Но коль скоро в конце концов надлежало все же свершить выбор, и он уже намерен был отдать предпочтение высокой брюнетке, обладавшей помимо прочих достоинств, самым маленьким ротиком и пышной грудью, иными словами, такими качествами, которые, как уверяют Гален и Авиценна, на худой конец надлежит требовать от доброй кормилицы, как нежданно-негаданно объявились преогромная пчела и черная коза, домогавшиеся, чтобы их допустили к королеве.

– Государыня, заговорила пчела, – до меня дошел слух, что вы ищете для вашего прекрасного принца кормилицу. Ежели бы вы возымели ко мне доверие и отдали предпочтение перед сими двуногими тварями, то вы бы в том не раскаялись. Я вскормила бы принца чистейшим медом, снятым с цветов померанца, и вы не нарадуетесь, глядючи, каким он вырастет большим и дородным. От его дыхания будет исходить аромат жасмина, и сама слюна у него будет слаще мальвазии, а его пеленки…

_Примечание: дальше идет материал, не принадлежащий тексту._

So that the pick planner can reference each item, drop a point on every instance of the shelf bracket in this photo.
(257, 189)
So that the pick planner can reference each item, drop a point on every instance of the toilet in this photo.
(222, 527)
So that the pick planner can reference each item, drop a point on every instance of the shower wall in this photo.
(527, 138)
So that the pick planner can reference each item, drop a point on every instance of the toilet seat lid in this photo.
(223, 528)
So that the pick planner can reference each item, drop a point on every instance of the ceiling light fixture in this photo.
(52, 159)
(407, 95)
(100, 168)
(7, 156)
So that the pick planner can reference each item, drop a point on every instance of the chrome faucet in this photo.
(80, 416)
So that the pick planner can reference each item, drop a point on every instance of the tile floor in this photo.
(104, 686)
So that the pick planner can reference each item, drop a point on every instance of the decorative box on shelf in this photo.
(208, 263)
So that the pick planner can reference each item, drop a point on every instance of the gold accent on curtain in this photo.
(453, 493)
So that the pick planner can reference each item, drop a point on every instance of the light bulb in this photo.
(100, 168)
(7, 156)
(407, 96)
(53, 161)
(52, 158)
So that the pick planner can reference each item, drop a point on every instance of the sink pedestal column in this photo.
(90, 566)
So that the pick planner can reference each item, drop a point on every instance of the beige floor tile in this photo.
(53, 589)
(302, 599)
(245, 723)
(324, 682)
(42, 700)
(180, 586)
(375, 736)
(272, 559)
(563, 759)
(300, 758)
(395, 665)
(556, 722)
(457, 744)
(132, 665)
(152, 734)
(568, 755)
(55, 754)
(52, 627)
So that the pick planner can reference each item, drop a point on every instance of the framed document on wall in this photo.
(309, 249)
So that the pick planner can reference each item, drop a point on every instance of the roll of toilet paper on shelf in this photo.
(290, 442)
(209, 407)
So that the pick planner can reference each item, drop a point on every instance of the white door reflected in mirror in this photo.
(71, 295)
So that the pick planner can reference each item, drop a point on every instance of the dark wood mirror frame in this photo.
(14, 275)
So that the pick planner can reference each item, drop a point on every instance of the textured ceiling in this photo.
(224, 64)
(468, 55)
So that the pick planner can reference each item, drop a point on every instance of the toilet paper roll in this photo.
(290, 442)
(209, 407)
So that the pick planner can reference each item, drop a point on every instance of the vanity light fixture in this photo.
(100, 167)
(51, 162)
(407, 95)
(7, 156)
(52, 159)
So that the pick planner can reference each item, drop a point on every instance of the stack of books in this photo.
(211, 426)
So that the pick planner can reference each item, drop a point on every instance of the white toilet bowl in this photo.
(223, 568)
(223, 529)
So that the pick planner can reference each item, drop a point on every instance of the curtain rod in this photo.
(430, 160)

– Справедливая государыня, – перебила ее речи коза, – подаю вам совет как добрая приятельница – поостерегитесь сей пчелы! То правда, – ежели вы тому придаете значение, – что ваш юный принц станет сладчайшим, ибо к тому она годна лучше кого-либо иного, однако же и змеи таятся под цветами. Она одарит его таким жалом, которое навлечет на него тьму несчастий. Я всего только драная коза, но клянусь своею бородою, что мое молоко пользительнее для принца, нежели ее мед; и хотя он не будет производить ни нектара, ни амброзии, однако ж обещаю вам, что он вырастет наихрабрейшим, мудрейшим и благополучнейшим между всеми принцами, когда-либо вскормленными козьим млеком.

Тут всяк подивился, услышав такие речи от пчелы и козы. Однако ж королева тотчас приметила, что то, видимо, были две феи, отчего некоторое время провела в замешательстве, не зная на что решиться. Наконец, она объявила, что склонилась к пчеле, ибо была скупенька и помыслила, что ежели пчела сдержит слово и принц станет всегда испускать такую сладость, то можно будет соблюсти изрядную экономию на конфетах для стола.

Коза, как видно, была приведена в немалую досаду, что ее таким родом спровадили, и трижды проблеяла себе в бороду что-то невнятное, и вот! – тотчас явилась великолепная лакированная и раззолоченная карета, запряженная осмью фениксами; в тот же миг черная коза исчезла, а вместо нее увидели крошечную старушенцию, которая села в карету и, разразившись страшными угрозами королеве и маленькому принцу, умчалась по воздуху.

Лейб-медик был весьма раздосадован столь странным выбором и уже собрался предложить пышногрудой брюнетке, не изволит ли она заступить место домоправительницы у него самого, но, по несчастью, его упредил некий придворный, так что ему пришлось довольствоваться одной из остальных девятнадцати тысяч девятисот семидесяти шести, ибо и оставшиеся две дюжины были уже разобраны.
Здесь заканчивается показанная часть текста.